Violence and creation, the two sides necessary for the crafting of an illusion; is this not an unstable edifice? What can sustain an illusion if not our collaboration, and the rivalry between the two magicians Borden and Angier forms a much deeper bond than any that their spouses or any of their personal relationships could have wielded to tie them down to the humdrum illusion of modern industrial society. Their shared illusion is one of disputed power, and the belief that they can somehow seduce the other, for they are courting each other, at the same time that they are wounding and discrediting each other. That is the nature of this rivalry, one that engulfs them both, that enchants as well as liberates a more depraved side to each other. Angier becomes more and more desperate, while Borden becomes more and more cocky. It is a suicide pact.

The revelation of the secret at the end is one that conveys a powerful visceral thrill. It was a haunting ending, as I recall, from the novel, one that was unexpected for it revealed a degree of inhumanity that was unexpected. It is captured well in this film ending, although it has been altered from the novel. And it is the perfect frame upon which to end the film.

This work, then, portrays the elements of an obsession writ large. I would have loved to see more of the Tesla character, one which could have occupied a greater role in the film because of all the magicians in this film, he is the true wizard, a doomed figure as well, hounded from one place to the next, never at rest. Of the two actors, Hugh Jackman seems to be somewhat more tentative in his portrayal of Angier, without the emotional resonance that one comes to expect from a tortured figure. He lacks the menace of the despair of Christian Bale who has made it a point of portraying tortured characters, in the Batman films as well as others.  Michael Caine appears, once again, as an earnest counselor, a friend and collaborator, and in the end, a moral arbiter.

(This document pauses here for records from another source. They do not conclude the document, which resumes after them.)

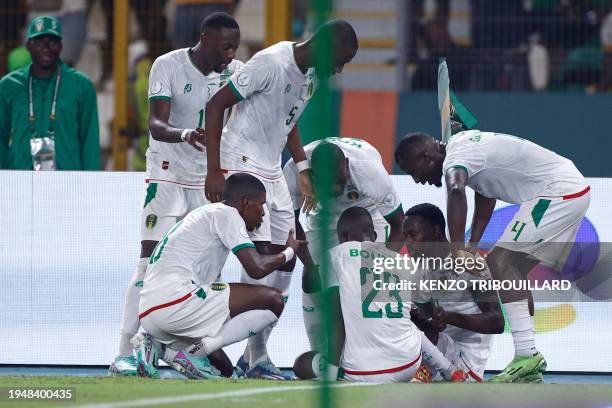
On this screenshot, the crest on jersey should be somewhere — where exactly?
[145,214,157,230]
[210,282,227,291]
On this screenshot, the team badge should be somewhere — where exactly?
[145,214,157,230]
[346,191,359,201]
[210,282,227,291]
[151,81,162,95]
[236,72,251,86]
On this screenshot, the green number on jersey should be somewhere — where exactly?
[359,267,404,319]
[149,220,183,264]
[285,106,297,126]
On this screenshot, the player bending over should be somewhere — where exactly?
[109,13,242,375]
[283,137,404,350]
[395,130,590,382]
[294,207,421,382]
[137,173,302,378]
[403,203,504,382]
[206,20,358,379]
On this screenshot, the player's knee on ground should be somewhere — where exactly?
[293,351,317,380]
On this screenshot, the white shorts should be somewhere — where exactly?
[495,187,591,270]
[432,333,486,382]
[140,182,209,241]
[300,213,389,265]
[343,353,421,383]
[226,170,295,245]
[139,282,230,350]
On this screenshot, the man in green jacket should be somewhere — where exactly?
[0,16,101,170]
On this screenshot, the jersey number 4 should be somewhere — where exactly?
[359,267,404,319]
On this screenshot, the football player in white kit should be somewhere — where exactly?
[109,13,242,375]
[283,137,404,350]
[403,203,504,382]
[135,173,303,378]
[395,130,590,382]
[206,20,358,379]
[294,207,421,383]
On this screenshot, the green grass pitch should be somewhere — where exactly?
[0,377,612,408]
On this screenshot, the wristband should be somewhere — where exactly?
[295,160,310,173]
[281,247,295,262]
[181,129,191,142]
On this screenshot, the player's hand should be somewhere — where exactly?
[185,128,206,152]
[429,306,446,332]
[298,170,317,214]
[286,228,308,254]
[204,170,225,203]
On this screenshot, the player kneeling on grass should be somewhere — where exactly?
[135,173,303,378]
[395,130,590,382]
[403,203,504,382]
[293,207,421,383]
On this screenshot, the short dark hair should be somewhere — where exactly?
[313,19,359,50]
[310,142,346,180]
[406,203,446,231]
[200,11,240,34]
[336,207,374,234]
[223,173,266,201]
[395,132,431,162]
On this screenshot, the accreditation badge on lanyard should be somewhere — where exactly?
[28,66,62,171]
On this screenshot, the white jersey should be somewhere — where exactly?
[283,137,402,231]
[443,130,586,204]
[221,41,316,179]
[146,48,243,188]
[141,203,255,310]
[428,254,493,371]
[326,242,421,371]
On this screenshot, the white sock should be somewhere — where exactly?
[119,258,149,357]
[302,292,324,351]
[186,310,278,356]
[421,332,452,376]
[244,271,292,367]
[504,299,538,357]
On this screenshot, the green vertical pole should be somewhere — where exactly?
[312,0,334,408]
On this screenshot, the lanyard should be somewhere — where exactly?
[28,65,62,137]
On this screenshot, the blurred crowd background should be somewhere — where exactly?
[0,0,612,170]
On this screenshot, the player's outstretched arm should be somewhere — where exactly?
[445,167,468,251]
[287,125,317,214]
[149,99,206,151]
[236,230,305,279]
[204,85,240,203]
[446,292,505,334]
[470,193,497,244]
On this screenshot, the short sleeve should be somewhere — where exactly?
[228,54,276,100]
[148,57,174,101]
[442,134,487,177]
[283,159,304,211]
[215,207,255,254]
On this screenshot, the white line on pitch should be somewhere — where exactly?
[71,383,377,408]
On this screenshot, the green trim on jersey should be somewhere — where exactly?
[446,164,470,176]
[531,199,550,228]
[149,95,172,102]
[142,183,157,208]
[232,242,255,254]
[227,79,244,101]
[383,204,402,222]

We have, then, the portrayal of a simpler time, where collective spectacles had not lost their lustre and had not been cheapened by the spectacle of expressions such as “reality” programming.  But the ancient mysteries of the human heart still find scope for their development, and the audience can’t help but wonder if, indeed, as Freud was to show in the 20th century, the human psyche isn’t as much a crafted work of illusion as the card trick.